The interrogation room was quiet except for the steady hum of the overhead light.
Darcy sat at the metal table, her wrists cuffed and her shoulders slumped forward. Gone was the confident lieutenant with her easy grin and sharp command. She looked…small now. Shaken. Her hair was a mess, her face blotchy from crying.
Across from her, Victoria stood with her arms crossed, her posture immaculate as ever. Isabel stood just behind her, notebook in hand, though she hadn’t written a single thing down.
For a long moment, no one spoke.
Finally, Victoria broke the silence. “Why, Lieutenant?” Her voice was low and steady but laced with anger that simmered just beneath the surface. “Why betray your badge? Your team?”
Darcy flinched but didn’t look up. “You wouldn’t understand.”

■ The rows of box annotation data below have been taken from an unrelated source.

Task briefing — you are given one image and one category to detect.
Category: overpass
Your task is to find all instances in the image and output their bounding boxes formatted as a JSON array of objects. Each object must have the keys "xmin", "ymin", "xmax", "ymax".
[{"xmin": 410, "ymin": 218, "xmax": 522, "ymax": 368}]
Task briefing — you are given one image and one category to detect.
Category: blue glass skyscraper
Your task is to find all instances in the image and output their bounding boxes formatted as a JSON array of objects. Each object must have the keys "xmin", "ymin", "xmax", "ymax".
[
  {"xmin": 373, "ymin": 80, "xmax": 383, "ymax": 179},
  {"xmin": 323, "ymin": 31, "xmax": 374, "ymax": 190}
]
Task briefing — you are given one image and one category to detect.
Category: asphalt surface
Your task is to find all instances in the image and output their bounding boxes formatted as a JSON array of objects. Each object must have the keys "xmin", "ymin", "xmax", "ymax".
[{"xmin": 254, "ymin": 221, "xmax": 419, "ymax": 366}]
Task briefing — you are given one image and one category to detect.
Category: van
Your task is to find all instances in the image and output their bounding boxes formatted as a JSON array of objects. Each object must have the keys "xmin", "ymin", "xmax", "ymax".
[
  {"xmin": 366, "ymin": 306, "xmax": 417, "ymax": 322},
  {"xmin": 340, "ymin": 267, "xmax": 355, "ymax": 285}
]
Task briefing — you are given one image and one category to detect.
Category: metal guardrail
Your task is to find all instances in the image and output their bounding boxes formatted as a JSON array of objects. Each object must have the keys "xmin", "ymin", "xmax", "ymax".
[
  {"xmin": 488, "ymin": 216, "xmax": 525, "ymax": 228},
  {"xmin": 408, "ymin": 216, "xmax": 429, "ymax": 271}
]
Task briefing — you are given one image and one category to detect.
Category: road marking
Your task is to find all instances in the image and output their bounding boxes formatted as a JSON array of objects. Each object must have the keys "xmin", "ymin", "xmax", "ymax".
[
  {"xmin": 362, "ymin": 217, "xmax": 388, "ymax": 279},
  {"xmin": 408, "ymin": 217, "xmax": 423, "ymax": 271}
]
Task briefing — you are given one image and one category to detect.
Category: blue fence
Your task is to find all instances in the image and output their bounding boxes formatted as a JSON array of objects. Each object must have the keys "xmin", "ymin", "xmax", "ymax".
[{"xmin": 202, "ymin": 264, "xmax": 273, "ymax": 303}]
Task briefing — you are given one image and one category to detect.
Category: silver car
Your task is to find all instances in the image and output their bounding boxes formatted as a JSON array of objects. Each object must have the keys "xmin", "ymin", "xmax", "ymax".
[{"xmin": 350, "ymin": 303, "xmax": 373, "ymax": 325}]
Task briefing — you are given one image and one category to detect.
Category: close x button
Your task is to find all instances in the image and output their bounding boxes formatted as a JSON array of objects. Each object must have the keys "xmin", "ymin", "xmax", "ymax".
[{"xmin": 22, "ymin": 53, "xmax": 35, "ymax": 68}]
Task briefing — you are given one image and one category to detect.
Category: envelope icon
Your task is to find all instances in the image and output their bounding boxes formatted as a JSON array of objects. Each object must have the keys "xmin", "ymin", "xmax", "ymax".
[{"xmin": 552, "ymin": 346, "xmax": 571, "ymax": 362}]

“Try me,” Victoria said sharply.
Darcy’s breath shuddered out. “After my wife left me, I…I started gambling. Just a few bets at first. Then I got hooked. Poker, sports, cards—it didn’t matter. I kept losing. And when I couldn’t pay, they found me.”
“The Iron Fang Syndicate,” Isabel said quietly.
Darcy nodded, tears spilling over now. “They told me I could work off my debt. Just small favors at first—information, access, nothing that seemed like it would matter. Then it got worse. They owned me before I even realized it.”
Victoria’s expression hardened. “You had choices. You could’ve come to me. To Internal Affairs.”
“I was ashamed!” Darcy’s voice cracked. “I thought I could fix it myself. Then they threatened my family—my sister, her kids. I couldn’t let them get hurt because of me.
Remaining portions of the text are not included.